A contemporary U.S. Army relief report recorded 498 deaths in San Francisco, 64 deaths in Santa Rosa, and 102 deaths in and around San Jose (Greely, 1906). Hansen and Condon (1989) 3Since our empirical analysis is based on a relative comparison of city sizes, our findings are not incompatible with the positive long-run effects found in these studies. Furthermore, the U.S. Geological Survey states that the 1906 earthquake marked the onset. While the estimated moment magnitude places the 1906 San Francisco Earthquake just in the top 20 of the largest earthquakes in the history of the United States, the death toll, economic cost, and the associated fires classify it as one of the worst natural disasters.

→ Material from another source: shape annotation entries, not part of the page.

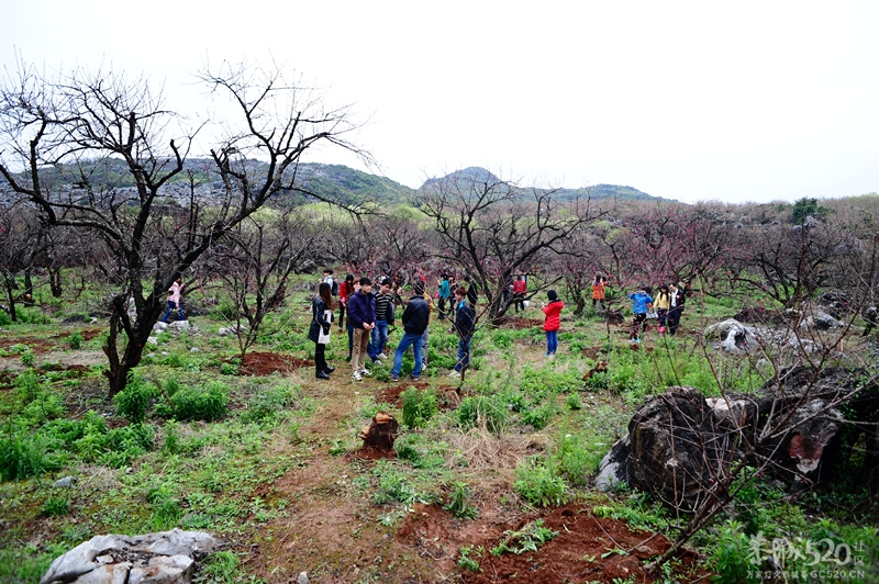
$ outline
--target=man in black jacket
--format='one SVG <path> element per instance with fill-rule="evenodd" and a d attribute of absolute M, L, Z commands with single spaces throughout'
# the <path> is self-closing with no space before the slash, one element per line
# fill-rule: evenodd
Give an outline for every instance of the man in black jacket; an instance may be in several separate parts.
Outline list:
<path fill-rule="evenodd" d="M 403 311 L 403 338 L 397 345 L 397 352 L 393 353 L 393 369 L 391 370 L 391 381 L 400 380 L 400 369 L 403 367 L 403 353 L 412 346 L 415 352 L 415 367 L 412 369 L 412 379 L 419 379 L 421 375 L 421 336 L 431 321 L 431 307 L 427 301 L 424 300 L 424 284 L 415 282 L 413 287 L 414 293 L 409 300 L 409 304 Z"/>
<path fill-rule="evenodd" d="M 458 362 L 455 370 L 449 373 L 452 377 L 460 377 L 461 372 L 467 371 L 470 364 L 470 339 L 474 337 L 476 326 L 476 312 L 465 300 L 467 291 L 459 288 L 455 291 L 455 303 L 452 305 L 455 311 L 455 333 L 458 335 Z"/>

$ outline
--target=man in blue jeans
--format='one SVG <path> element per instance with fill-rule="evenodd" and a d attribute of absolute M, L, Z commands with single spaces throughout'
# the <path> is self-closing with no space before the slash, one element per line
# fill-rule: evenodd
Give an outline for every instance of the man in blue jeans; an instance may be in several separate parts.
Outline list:
<path fill-rule="evenodd" d="M 393 353 L 393 369 L 391 370 L 390 381 L 400 381 L 400 369 L 403 367 L 403 353 L 412 346 L 415 352 L 415 366 L 412 369 L 412 379 L 421 375 L 421 336 L 427 328 L 431 321 L 431 307 L 424 300 L 424 283 L 416 281 L 413 288 L 413 295 L 403 311 L 403 338 L 397 345 L 397 352 Z"/>
<path fill-rule="evenodd" d="M 455 314 L 455 325 L 453 329 L 458 335 L 458 362 L 449 373 L 458 378 L 461 373 L 467 373 L 467 366 L 470 364 L 470 340 L 474 338 L 474 326 L 476 325 L 476 313 L 465 300 L 467 291 L 459 288 L 455 291 L 455 300 L 452 310 Z"/>
<path fill-rule="evenodd" d="M 376 293 L 376 328 L 367 347 L 367 353 L 372 361 L 387 358 L 385 345 L 388 342 L 388 325 L 393 324 L 393 294 L 391 293 L 391 279 L 385 278 L 381 288 Z"/>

methods by estimating losses for 1989 Loma Prieta earthquake and comparing these estimates with observed social and economic losses for this event (after appropriate modification to reflect 2006 population and property values). San Francisco), or it can accept user-specified ShakeMaps of ground motions. Both approaches are used for this study. The primary source of 1906 San Francisco earthquake. The documents selected for this exhibit are primary sources that historians and other researchers study when they write about historical events. They are a selection from the files created or received by Federal agencies in or near San Francisco at the time of the disaster.
They contain eyewitness testimony of the damage of the earthquake, the ensuing fires, and the desolation that was left in their wake. The exhibited documents and other records concerning the 1906 San Francisco earthquake and fire are available for research at the National Archives-Pacific Region (San Francisco) 1000 Commodore Drive San Bruno, California 94066 Tel: 650-238-3500 Directions: By Car or Public Transport Hours: Mon.
Sources
- City of San Francisco, Municipal Reports for 1906–1907.
- Gladys Hansen & Emmet Condon, Denial of Disaster (1989) – the definitive study.
- U.S. Geological Survey Professional Paper 1551 (2006).